For a long time every one of us supposed that some of the others had got out ahead of the rest and picked them up. But one morning Addison mentioned the circumstance at the breakfast table, as being rather singular; and when we came to compare notes, it transpired that none of us had been getting any apples, mornings, on the field side of the wall.
"Somebody's hooking those apples, then!" exclaimed Addison. "Now who can it be?" For we all knew that a good many apples must fall into the field.
"I'll bet it's Alf Batchelder!" Halse exclaimed. But it did not seem likely that Alfred would come a mile, in the night, to "hook" a few August Sweets, when he had plenty of apples at home.
Nor could we think of any one among our young neighbors who would be likely to come constantly to take the apples, although any one of them in passing might help himself, for fall apples were regarded much as common property in our neighborhood.
Yet every morning, while there would be a peck or more of Sweetings on the orchard side of the wall, scarcely an apple would be found in the field.
Addison confessed that he could not understand the matter; Theodora also thought it a very mysterious thing. The oddity of the circumstance seemed to make a great impression on her mind. At last she declared that she was determined to know what became of those Sweets, and asked me to sit up with her one night and watch, as she thought it would be too dark and lonesome an undertaking to watch alone.
I agreed to get up at two o'clock on the following morning, if she would call me, for we wisely concluded that the pilferer came early in the morning, rather than early in the night, else many apples would have fallen off into the field after his visit, and have been found by us in our early visits.

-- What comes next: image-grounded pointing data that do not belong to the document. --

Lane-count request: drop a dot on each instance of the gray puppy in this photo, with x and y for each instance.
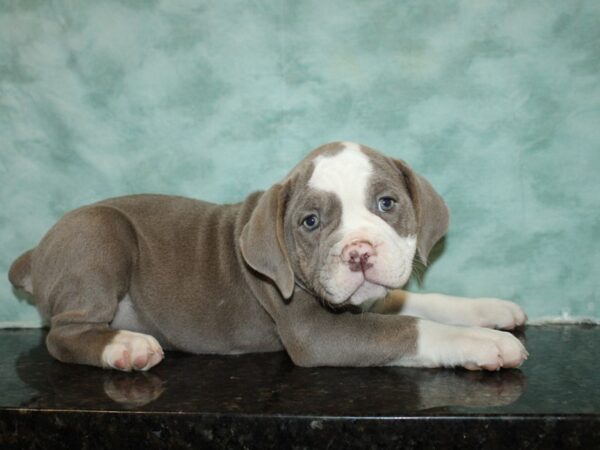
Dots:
(124, 278)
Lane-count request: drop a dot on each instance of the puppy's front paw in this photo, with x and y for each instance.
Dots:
(495, 313)
(484, 349)
(473, 348)
(132, 351)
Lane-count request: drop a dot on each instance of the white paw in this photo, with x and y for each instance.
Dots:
(495, 313)
(473, 348)
(485, 349)
(132, 351)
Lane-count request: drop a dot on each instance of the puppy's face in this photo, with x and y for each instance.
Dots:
(350, 226)
(344, 224)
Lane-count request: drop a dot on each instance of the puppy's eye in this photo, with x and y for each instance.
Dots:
(311, 222)
(386, 204)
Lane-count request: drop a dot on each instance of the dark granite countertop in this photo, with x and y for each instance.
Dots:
(264, 401)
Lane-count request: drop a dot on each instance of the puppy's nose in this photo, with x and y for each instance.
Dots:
(357, 255)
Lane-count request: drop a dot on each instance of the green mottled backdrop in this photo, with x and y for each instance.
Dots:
(496, 102)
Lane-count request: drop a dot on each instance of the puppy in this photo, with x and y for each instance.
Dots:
(123, 279)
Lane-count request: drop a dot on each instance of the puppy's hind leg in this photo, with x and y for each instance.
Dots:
(81, 270)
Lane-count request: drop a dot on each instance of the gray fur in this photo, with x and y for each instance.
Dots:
(206, 278)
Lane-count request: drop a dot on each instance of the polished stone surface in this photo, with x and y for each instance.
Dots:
(263, 400)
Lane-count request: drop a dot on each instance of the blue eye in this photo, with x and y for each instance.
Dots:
(385, 204)
(311, 222)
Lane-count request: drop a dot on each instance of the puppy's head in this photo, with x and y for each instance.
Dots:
(345, 224)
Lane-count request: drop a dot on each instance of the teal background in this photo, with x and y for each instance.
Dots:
(497, 103)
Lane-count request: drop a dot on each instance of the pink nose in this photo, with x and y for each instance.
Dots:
(357, 255)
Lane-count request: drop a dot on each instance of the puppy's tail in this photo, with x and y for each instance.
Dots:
(20, 272)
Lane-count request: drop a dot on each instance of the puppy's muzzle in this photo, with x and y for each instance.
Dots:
(359, 255)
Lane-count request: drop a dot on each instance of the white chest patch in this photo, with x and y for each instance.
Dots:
(345, 174)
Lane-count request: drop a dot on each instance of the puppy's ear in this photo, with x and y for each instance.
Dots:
(262, 241)
(432, 213)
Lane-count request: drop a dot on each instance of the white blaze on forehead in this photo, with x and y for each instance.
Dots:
(345, 174)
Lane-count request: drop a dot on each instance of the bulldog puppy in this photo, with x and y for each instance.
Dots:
(122, 279)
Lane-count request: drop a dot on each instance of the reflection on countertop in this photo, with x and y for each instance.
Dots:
(559, 381)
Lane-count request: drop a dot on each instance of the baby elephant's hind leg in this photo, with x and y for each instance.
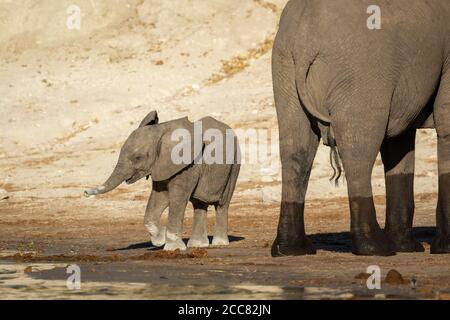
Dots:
(158, 202)
(221, 228)
(199, 238)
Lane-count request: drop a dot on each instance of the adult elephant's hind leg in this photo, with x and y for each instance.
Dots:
(359, 142)
(398, 159)
(298, 146)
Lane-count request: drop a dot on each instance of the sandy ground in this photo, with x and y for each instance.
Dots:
(69, 98)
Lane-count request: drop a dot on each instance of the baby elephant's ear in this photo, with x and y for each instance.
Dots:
(150, 119)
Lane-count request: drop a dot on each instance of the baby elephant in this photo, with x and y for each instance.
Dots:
(197, 162)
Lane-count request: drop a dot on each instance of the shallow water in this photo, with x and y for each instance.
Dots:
(17, 284)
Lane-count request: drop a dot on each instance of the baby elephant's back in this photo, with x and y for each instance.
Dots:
(219, 158)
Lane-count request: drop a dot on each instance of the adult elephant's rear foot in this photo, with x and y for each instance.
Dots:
(299, 247)
(291, 239)
(367, 237)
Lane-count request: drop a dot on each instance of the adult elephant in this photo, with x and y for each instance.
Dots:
(365, 91)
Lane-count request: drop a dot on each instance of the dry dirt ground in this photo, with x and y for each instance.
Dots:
(69, 98)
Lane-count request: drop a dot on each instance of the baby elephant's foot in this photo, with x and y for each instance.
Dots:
(441, 245)
(195, 242)
(174, 242)
(221, 240)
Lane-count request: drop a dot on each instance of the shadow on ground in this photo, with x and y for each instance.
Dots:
(148, 245)
(341, 241)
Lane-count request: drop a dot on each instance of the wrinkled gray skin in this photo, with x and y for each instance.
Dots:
(147, 152)
(369, 90)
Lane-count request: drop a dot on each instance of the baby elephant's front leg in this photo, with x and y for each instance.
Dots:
(221, 228)
(158, 202)
(199, 238)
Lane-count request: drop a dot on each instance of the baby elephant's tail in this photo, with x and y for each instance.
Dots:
(336, 164)
(335, 159)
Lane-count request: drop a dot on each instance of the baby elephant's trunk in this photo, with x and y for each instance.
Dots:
(118, 176)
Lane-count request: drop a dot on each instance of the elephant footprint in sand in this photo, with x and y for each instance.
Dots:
(187, 162)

I did not half believe that Theodora would wake in time to carry out our plan, but at half-past two she knocked softly at the door of my room. I hastily dressed, and each of us put on an old Army over-coat, for the morning was foggy and chilly. It was still very dark. We went out into the garden, felt our way along to a point near the August Sweeting tree, and sat down on two old squash-bug boxes under the trellis of a Concord grape-vine, which made a thick shelter and a complete hiding-place.
For a mortal long while we sat there and watched and listened in silence, not wishing to talk, lest the rogue whom we were trying to surprise should overhear us. At intervals Theodora gave me a pinch, to make sure that I was not asleep. An hour passed, but it was still dark when suddenly we heard, on the other side of the wall, a slight noise resembling the sound of footsteps.
Instantly Doad shook my arm. "Sh!" she breathed. "Some one's come! Creep along and peep over."